7 years ago | 36
| By Anayo Ezugwu | Mar. 23, 2015 @ 01:00 GMT |
IT WAS a week of mixed blessings for Temitope B. Joshua, founder and overseer of the Synagogue Church of All Nations, SCOAN, who has been in public eye since the collapse of the one of his church building which killed about 116 people, mostly South Africans last year. While an Ikeja High Court dismissed Joshua’s case seeking to stop the coroner’s inquest into the collapsed building for lacking merit, the Society for the Recognition of Famous People acknowledged him as being influential.
In her ruling, Justice Lateefa Okunnu ordered Joshua to appear before the coroner inquest and held that the coroner’s court was not known by law and could not, therefore, be sued. But she added that the coroner, on the other hand, could sue or be sued. “The issues for determination are whether the coroner (Oyetade) has acted contrary to the rules of natural justice by not granting the applicants a fair hearing and whether he has exceeded the scope of a coroner’s court.”
The judge, who relied on the works of Christopher Dorries, a British coroner’s law expert, held that the coroner’s court was inquisitorial in nature. Okunnu said Sections 26 and 27 of the Coroner’s System Law of Lagos State 2007, empowered the coroner to summon any witness to assist him in his fact-finding mission. According to her, the summons extended to Joshua to testify was not unusual because he was listed in the applicant’s affidavit as the “Founder and General Overseer” of the church.
She also dismissed the allegation that the coroner, Oyetade Komolafe ?had been biased against the applicants in the proceedings, adding that there was no evidence before the court to support the claim. “Having read the transcripts from the proceedings, I regret that I do not share the applicants’ point of view that the respondent has been biased or unfair and has breached the principle of natural justice,” Okunnu said.

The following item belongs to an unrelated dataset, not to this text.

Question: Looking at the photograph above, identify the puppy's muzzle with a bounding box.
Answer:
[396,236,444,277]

The judge further noted that under Section 34 of the Coroner’s Law, the coroner was not bound by the Rules of Evidence applicable in the adversarial courts. On whether Komolafe had exceeded the scope of a coroner’s court, she held that a coroner had the prerogative to take evidence from any witness he deemed relevant to reaching his conclusions. “In the event, I am of the firm view that the issues raised by the applicants are premature. I find, therefore, the present application lacks merit and has failed in its entirety. It is accordingly dismissed.”

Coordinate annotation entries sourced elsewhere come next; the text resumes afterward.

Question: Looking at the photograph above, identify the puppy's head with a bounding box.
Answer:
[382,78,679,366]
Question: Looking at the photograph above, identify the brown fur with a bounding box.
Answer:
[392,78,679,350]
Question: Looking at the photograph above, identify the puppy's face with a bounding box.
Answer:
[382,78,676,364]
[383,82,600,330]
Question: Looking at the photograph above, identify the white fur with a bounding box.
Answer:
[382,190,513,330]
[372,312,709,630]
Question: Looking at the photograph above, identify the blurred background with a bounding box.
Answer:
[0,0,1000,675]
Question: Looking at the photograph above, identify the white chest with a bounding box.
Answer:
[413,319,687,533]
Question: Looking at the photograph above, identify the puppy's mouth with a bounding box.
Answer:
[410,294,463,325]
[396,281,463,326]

The inquest was set up by the Lagos State government to unravel the cause of the September 12, 2014, building collapse which killed people, mainly South Africans. The church and its founder, Prophet Joshua, had sued the coroner’s court and the coroner, Oyetade Komolafe, over the inquest. The applicants had asked for a judicial review of the proceedings before the coroner’s inquest which began on October 13, 2014.

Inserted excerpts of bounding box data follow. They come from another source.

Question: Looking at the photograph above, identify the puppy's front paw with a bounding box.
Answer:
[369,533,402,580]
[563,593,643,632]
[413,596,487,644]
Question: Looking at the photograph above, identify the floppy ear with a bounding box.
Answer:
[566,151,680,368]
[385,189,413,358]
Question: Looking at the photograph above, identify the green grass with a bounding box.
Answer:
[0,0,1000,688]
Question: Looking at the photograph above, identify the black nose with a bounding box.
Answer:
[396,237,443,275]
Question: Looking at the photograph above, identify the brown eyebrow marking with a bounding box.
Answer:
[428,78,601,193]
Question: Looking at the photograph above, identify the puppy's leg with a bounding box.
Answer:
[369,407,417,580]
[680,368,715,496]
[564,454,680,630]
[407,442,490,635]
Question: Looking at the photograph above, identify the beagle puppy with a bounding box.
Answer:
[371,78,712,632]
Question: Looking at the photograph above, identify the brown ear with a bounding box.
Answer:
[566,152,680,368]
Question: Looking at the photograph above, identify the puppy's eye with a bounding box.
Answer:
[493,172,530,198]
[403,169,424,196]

They had asked the court to determine whether the witness summons served on Joshua to appear before the coroner did not constitute an infringement on his rights to fair hearing. Joshua also asked the court to declare that Komolafe had exceeded the jurisdiction of a coroner’s court by delving into areas that were beyond its scope.
He also accused the coroner of bias and had asked the court to restrain him from going further with the proceedings.
Lateef Fagbemi, counsel to Joshua, had also canvassed arguments that the coroner’s court and the coroner were ‘juristic persons’, who can sue and be sued.
Opposing the application, Akinjide Bakare, counsel to Lagos State government, argued that the coroner had extensive powers to investigate the cause and circumstances of death. Bakare maintained that the coroner had the powers of a magistrate to summon witnesses, including medical examiners, and required them to give evidence, produce documents or present other relevant materials.
He said in order to determine the cause of any death, the coroner had the latitude to investigate issues pertaining to building approval, soil testing and materials used in the construction of the collapsed building. He, therefore, asked the court to dismiss the application.
Nonetheless, The Society for the Recognition of Famous People on its websites archives the lives of highly influential people in various spheres of life, the majority of whom are posthumously honoured, added Joshua’s biography to their list of world-renowned individuals.
The write-up declares Joshua as “one of the most influential personalities in Africa”, chronicling his journey from a poverty-stricken background to the head of an internationally acclaimed Christian ministry in the heart of Lagos, Nigeria.
Almost 6000 famous individuals have so far been documented by the website, pooled from an impressive array of business people, scientists, writers, musicians, sports persons, painters, physicians, singers, dancers, film and theatre personalities, activists, intellectuals, academics, fashion icons, media personalities, leaders, lawyers, engineers and inventors.
Only four other Nigerians have so far been noted by the society, these being Nnamdi Azikwe, Chinua Achebe, Wole Soyinka and President Goodluck Jonathan. Joshua was included in the section of ‘spiritual and religious leaders’ with the likes of the Dalai Lama, Pope Francis, Martin Luther King Jr and Mother Teresa.